Duty Bound with Bite(7)
Author: Felicity Brandon

Corey nodded, trying to imagine what life in the Middle Ages must have been like for Flynn. He looked so modern now…didn’t he? Perhaps there was a bit of wildness in that hair and a hint of battle in his amber eyes. “And what happened? Did you win the fight?”

“The Pictish people won, yes. They went on to invade Alt Clut and Northumbria, and were the first to make peace treaties with the English, which as you probably do know, were rewritten over and over with more bloody battles ensuing.”

She nodded.

“I didn’t survive the battle. It was an ambush by the lake, a clever move on our behalf, but I was killed eight minutes in by an arrow.” He tapped his chest. “Straight through my lung and taking out a few major vessels with it.”

“Ouch.”

“Aye, it hurt, I remember that all right, despite the passing time. A fatal shot does that.”

“So who…who bit you and turned you into…a vampire?” The word still seemed strange used in normal conversation—heck, this wasn’t a normal conversation.

“A vampire whose name I’ll never know but a face I’ll never forget.”

“You haven’t tried to find him?”

“He was decapitated by my cousin moments after he drained me dry and set me on this path.”

“Why?”

“He was fighting for the other team. He was the enemy.”

“I see.” She paused. “So why did he save you?”

“I don’t think save is the right word, existing this way isn’t easy.” He took off his cap, set it on his lap. His hair tumbled free. In truth, it was way too long for a sergeant, but that was the least of her concerns.

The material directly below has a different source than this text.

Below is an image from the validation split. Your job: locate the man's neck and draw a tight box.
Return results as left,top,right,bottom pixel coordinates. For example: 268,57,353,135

“And your cousin,” she asked, “he saw what had happened to you?”

“He saw me bleeding and being attacked, yes, but in the chaos of battle he had no idea it was a vampire taking my blood, all of my blood. He thought he’d saved me when my eyes pinged open and I groaned. I was in agony, from turning, not from my injury—my punctured lung healed the instant the last drop of blood left my body.” He rubbed his chin and stared out of the window; the curtains were still open. “It’s weird talking about it, I haven’t for a long time.”

“I’m glad you are, it’s helping me understand.”

“It is?”

“Yes, it hasn’t been the easiest of days to get my head around.” Once again, she sipped her wine.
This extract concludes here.